Tigers lefties such as Leonys Martin and Victor Martinez have had great success against Tillman in the past, and Jeimer Candelario seems another likely to get good reads on his mediocre stuff. Still, the Tigers writ large should have little trouble making hard contact. Tillman is getting only 23.3 swings outside the strike zone, and when he comes over the plate he gets mauled. His zone contact rate in 2018 stands at a terrifying—for Orioles’ fans—97.9 percent.
Key Matchup: Fiers vs. the Orioles left-handed bats
Surprisingly, Mike Fiers hasn’t had much trouble with the likes of Manny Machado or Adam Jones in his previous matchups with the Orioles. It’s been the left-handers, like Pedro Alvarez and Chris Davis who have hammered Fiers in the past. Of course, Fiers is decidedly in soft tosser territory now as well. Yet despite stuff that doesn’t really pass the eye test, Fiers deception and command has been good enough to stay out of major trouble. In fact, Fiers is running a high whiff rate by his previous standards, and is getting more swings at pitches out of the zone in the early going. Pitching coach Chris Bosio’s emphasis on proper sequencing and deception may be at work here. Fiers minuscule walk rate also means Orioles’ hitters will have to work for everything they get tonight.
So far, those hitters have been incapable of doing much work. The Orioles’ offense in languishing at 27th in baseball, and running a miserable team wRC+ of just 78 so far. Chris Davis, who should be the biggest threat for Fiers, is batting just .174 with two home runs. If there is a team Tigers’ starting pitchers are happy to face, it’s likely the Orioles as much as say, the Royals.
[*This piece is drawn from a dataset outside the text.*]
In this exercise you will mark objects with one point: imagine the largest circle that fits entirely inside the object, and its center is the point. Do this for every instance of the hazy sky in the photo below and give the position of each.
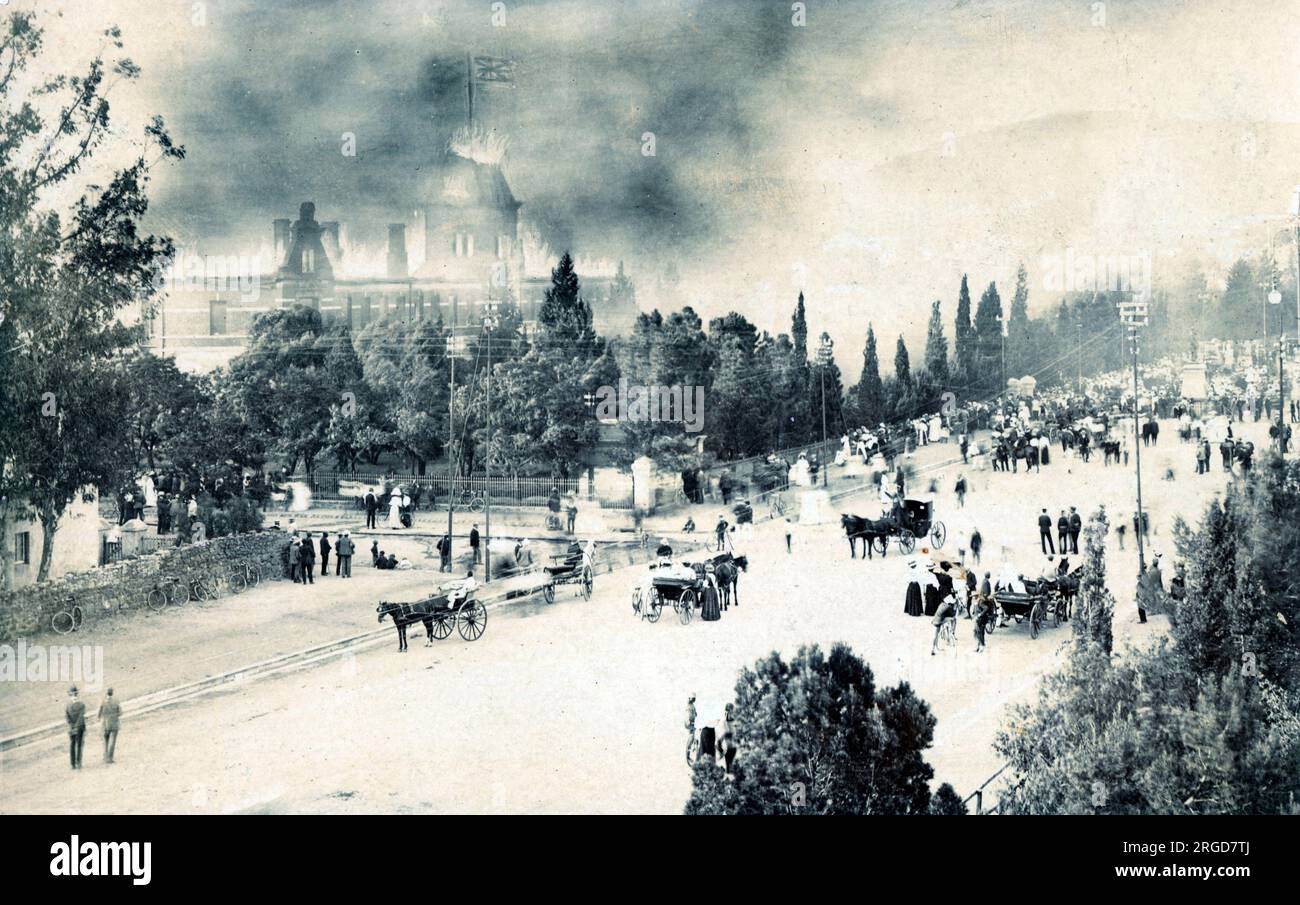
(869, 156)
Miggy will go yard tonight
Miguel Cabrera hasn’t had a whole lot of success against Tillman particularly, but he has balled out in Camden Yards on numerous occasions. So far, the big man boasts a triple slash line of .325/.409/.500, which is his best mark at this point in a season in many years. Obviously he hasn’t been launching enough fly balls to truly cash in on all the hard contact he’s making, but he’s clearly much healthier and turning around even the highest velocity fastballs with authority once again. On a warm, humid evening in Baltimore, in a hitter friendly yard, and facing a struggling starter like Tillman, look for Cabrera to have a good night, and possibly launch home run number three while he’s at it.
Fiers gets knocked around again, but the Tigers’ hitters feast on Chris Tillman to build an early lead and hang on late.